このような状況では、バックアップ操作を開始した後に処理が失敗してしまいます。

発生原因:ブロックレベルバックアップエンジンのパス処理の不具合

この問題は、Windows Block Level Backup Engineサービス(Wbengine.exe)が、260文字を超える長いファイルパスを正しく処理できないことに起因しています。
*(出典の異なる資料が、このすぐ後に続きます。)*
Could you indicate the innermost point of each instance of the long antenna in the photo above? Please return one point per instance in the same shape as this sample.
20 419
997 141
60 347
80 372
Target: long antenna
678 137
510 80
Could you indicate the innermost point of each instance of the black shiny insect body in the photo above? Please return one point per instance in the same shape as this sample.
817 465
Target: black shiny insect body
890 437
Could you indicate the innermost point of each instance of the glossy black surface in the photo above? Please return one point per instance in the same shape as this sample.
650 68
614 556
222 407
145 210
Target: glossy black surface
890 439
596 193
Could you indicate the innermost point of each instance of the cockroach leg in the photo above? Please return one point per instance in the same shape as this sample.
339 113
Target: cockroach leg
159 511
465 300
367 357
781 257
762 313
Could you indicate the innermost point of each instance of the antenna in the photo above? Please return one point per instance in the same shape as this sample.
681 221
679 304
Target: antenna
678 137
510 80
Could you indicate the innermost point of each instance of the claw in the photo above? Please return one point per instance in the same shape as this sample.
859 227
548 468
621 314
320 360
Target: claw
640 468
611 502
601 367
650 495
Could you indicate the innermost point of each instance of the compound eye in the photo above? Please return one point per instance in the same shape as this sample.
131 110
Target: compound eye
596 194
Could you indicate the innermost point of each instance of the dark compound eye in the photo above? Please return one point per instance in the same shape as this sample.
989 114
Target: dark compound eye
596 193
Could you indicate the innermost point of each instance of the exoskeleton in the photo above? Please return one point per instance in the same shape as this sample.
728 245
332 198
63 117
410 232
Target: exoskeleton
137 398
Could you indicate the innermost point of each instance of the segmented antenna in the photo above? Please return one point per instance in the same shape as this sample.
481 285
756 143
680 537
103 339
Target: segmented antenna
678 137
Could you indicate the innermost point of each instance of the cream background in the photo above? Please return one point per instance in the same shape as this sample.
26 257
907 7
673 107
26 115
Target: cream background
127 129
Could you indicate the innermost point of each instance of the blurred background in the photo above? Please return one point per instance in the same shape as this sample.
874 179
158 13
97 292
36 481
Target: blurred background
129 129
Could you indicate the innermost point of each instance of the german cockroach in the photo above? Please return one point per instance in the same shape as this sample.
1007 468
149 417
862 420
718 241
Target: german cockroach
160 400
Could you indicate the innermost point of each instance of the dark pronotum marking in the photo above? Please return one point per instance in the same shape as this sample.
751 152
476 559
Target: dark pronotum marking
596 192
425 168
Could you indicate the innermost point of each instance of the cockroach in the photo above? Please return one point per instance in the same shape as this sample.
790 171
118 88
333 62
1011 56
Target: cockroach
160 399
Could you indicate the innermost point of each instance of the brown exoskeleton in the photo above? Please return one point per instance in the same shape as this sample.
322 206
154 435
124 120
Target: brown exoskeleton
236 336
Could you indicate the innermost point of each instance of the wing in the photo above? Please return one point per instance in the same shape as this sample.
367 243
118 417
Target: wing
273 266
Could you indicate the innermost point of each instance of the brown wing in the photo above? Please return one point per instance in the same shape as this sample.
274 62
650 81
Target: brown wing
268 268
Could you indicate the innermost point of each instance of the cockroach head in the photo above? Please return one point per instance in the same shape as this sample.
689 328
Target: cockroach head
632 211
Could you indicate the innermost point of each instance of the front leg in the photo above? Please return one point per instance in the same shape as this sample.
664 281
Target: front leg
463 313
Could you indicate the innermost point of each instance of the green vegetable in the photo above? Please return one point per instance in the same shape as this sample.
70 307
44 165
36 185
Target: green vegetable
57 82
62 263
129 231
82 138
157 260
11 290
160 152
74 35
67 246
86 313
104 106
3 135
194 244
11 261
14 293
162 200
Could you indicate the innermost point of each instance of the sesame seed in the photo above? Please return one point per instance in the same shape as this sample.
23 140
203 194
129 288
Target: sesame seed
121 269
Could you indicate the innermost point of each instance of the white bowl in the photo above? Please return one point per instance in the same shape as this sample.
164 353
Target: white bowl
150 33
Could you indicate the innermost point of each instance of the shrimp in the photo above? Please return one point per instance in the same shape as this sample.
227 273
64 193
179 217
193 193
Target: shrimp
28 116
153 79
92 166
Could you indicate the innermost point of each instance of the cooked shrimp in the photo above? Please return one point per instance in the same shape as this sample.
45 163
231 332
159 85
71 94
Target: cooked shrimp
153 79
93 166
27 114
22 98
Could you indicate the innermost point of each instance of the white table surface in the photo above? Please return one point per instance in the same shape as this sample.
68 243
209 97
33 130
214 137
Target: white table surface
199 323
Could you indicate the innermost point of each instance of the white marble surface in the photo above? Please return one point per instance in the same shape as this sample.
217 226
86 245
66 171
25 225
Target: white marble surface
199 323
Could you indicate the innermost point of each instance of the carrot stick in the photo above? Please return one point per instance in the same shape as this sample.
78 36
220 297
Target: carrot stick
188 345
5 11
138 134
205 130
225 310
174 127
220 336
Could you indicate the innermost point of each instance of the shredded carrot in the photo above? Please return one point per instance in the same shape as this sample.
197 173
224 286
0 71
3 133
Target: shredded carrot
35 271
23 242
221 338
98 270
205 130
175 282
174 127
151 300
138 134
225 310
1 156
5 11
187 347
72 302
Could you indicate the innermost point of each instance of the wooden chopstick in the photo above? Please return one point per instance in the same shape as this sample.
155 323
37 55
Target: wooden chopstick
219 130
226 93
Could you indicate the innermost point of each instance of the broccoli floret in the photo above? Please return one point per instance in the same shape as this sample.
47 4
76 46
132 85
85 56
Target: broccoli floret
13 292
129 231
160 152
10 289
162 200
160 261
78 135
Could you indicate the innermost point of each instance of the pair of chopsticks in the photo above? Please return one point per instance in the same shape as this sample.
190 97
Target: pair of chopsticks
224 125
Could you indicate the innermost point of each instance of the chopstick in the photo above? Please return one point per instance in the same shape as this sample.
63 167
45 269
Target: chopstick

従来のWindows APIにはMAX_PATHと呼ばれる260文字のパス長制限があり、この制限に対応していないバックアップエンジンでは、長いパスを持つファイルの取り扱い中にエラーが発生します。

解決策1:Windows 7の場合 — 修正プログラムの適用

Windows 7をご利用の場合は、マイクロソフトのサポート技術情報 KB982502 から修正プログラム「Fix311056」をダウンロードして適用することで、この問題を解消できます。

解決策2:Windows 11/10の場合 — Win32ロングパスの有効化

Windows 11/10をご利用の場合は、「Win32 Long Paths(Win32の長いパス)」機能を有効にすることで問題が改善するかどうかを確認してください。この設定を有効にすると、260文字を超えるパスも正しく扱えるようになります。

具体的には、グループポリシーエディター(gpedit.msc)を開き、「コンピューターの構成」→「管理用テンプレート」→「システム」→「ファイルシステム」と進み、「Win32の長いパスを有効にする」ポリシーを「有効」に設定します。レジストリを直接編集する場合は、HKLM\SYSTEM\CurrentControlSet\Control\FileSystemLongPathsEnabled 値を「1」に変更してください。設定後はシステムの再起動を推奨します。

なお、根本的な対策として、バックアップ対象のフォルダー階層を見直し、パスが極端に深くならないように整理しておくことも有効です。